Florence had just agreed to marry Geraint Fludd. She felt a violent need not to confess this to Griselda Wellwood. Once it was out in the open, this engagement, it would become a different kind of fact.

“Not many women do both.”

Florence said “Do you remember, the day we went to Todefright for Midsummer, and everyone—our age—had to say what they want to do in life? And both you and I said we would go to university. To Newnham College, or somewhere like that. I’ve gone on thinking about that. What do you feel?”

“I feel a lot of incompatible things. I feel I must think or I’ll go mad. And then I think of those colleges full of women—knitting, I imagine them, and flower-arranging, and drinking cocoa. And I think, is it like taking the veil, which is an idea that’s always given me the horrors. Unhealthy, part of me says. And then, part of me says it all is secretly exciting. New. Doing things women haven’t done, aren’t expected to do. Things brothers take for granted—look at Julian and Charles. One would be a new kind of human being—”

“It’s not the same as Dorothy being a doctor.”

“It’s very clear what a doctor is. I’ve been talking to Toby Youlgreave. I’m going to do some hard work, and try to go there.

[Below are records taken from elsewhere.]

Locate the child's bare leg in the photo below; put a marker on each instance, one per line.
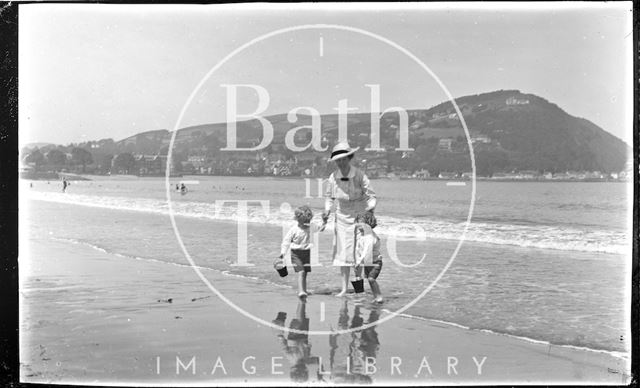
(302, 282)
(344, 270)
(375, 288)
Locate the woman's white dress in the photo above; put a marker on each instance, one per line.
(349, 197)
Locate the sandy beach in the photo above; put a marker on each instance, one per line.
(94, 317)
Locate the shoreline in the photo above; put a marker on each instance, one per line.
(151, 323)
(73, 176)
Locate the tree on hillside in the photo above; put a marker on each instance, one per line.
(35, 157)
(124, 161)
(105, 163)
(56, 158)
(82, 157)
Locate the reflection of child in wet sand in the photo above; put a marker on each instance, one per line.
(367, 252)
(296, 346)
(298, 238)
(345, 357)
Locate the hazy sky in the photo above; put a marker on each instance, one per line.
(92, 71)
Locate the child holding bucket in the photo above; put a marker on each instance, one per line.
(367, 252)
(298, 239)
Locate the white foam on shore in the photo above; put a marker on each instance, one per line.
(617, 354)
(556, 237)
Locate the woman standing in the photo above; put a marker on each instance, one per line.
(349, 191)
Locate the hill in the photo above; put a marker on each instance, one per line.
(510, 130)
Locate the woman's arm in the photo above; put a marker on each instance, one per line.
(369, 193)
(330, 197)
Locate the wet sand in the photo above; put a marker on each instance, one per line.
(91, 317)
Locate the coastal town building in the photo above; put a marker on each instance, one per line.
(515, 101)
(445, 144)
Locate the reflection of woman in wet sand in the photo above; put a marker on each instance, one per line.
(349, 190)
(347, 355)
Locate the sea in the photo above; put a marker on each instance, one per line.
(548, 262)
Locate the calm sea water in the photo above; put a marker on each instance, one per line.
(546, 261)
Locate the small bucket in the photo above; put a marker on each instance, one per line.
(358, 285)
(281, 268)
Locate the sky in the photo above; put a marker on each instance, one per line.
(94, 71)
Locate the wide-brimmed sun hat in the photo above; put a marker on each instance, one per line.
(342, 150)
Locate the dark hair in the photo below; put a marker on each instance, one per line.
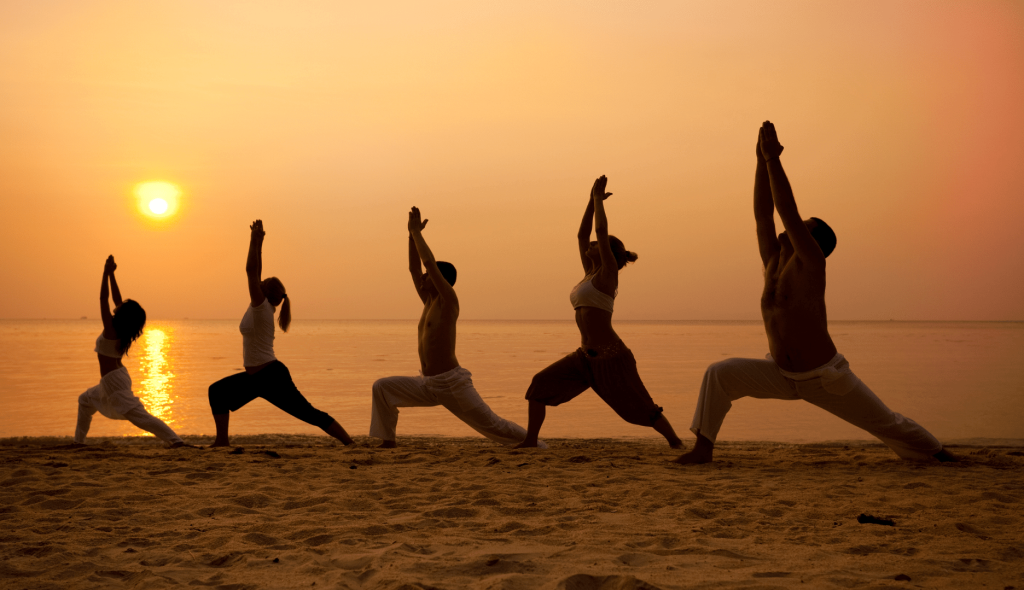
(276, 296)
(448, 271)
(824, 236)
(622, 254)
(128, 321)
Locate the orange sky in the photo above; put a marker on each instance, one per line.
(903, 125)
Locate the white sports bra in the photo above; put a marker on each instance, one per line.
(586, 295)
(108, 347)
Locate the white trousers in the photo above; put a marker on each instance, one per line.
(114, 398)
(453, 389)
(833, 387)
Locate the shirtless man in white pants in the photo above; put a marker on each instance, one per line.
(442, 381)
(804, 363)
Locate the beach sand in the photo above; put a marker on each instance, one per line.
(295, 511)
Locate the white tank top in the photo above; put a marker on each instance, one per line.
(108, 347)
(257, 335)
(586, 295)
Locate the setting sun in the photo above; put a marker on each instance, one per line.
(158, 199)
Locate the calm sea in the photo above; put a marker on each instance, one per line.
(960, 380)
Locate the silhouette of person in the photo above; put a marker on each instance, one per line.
(113, 396)
(264, 376)
(803, 363)
(442, 381)
(602, 362)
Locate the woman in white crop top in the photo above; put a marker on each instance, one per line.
(113, 396)
(602, 362)
(264, 376)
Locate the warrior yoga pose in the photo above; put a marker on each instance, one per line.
(113, 397)
(804, 363)
(442, 381)
(264, 376)
(602, 362)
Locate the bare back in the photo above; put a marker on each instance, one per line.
(437, 335)
(793, 306)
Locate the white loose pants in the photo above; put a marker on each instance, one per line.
(453, 389)
(833, 387)
(114, 398)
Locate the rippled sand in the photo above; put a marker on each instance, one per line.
(294, 511)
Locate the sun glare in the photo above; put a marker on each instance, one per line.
(158, 199)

Find out what I am.”

“I started on my matriculation and stopped,” said Florence. “I shouldn’t have. Would Mr. Youlgreave take me on? I know my father would be positively pleased—”

“It would be wonderful,” said Griselda, sincerely.

Florence was in a turmoil. She had promised herself to Geraint, and she was now promising herself to years of study. She did not think Newnham College would care for married students. She wished to disturb her father, at some ferocious girlish level, and felt—she was not really thinking—that the engagement would do that.

And yet—like Griselda, she did want to think. And she did see her future as, perhaps, the choice between thinking and sex.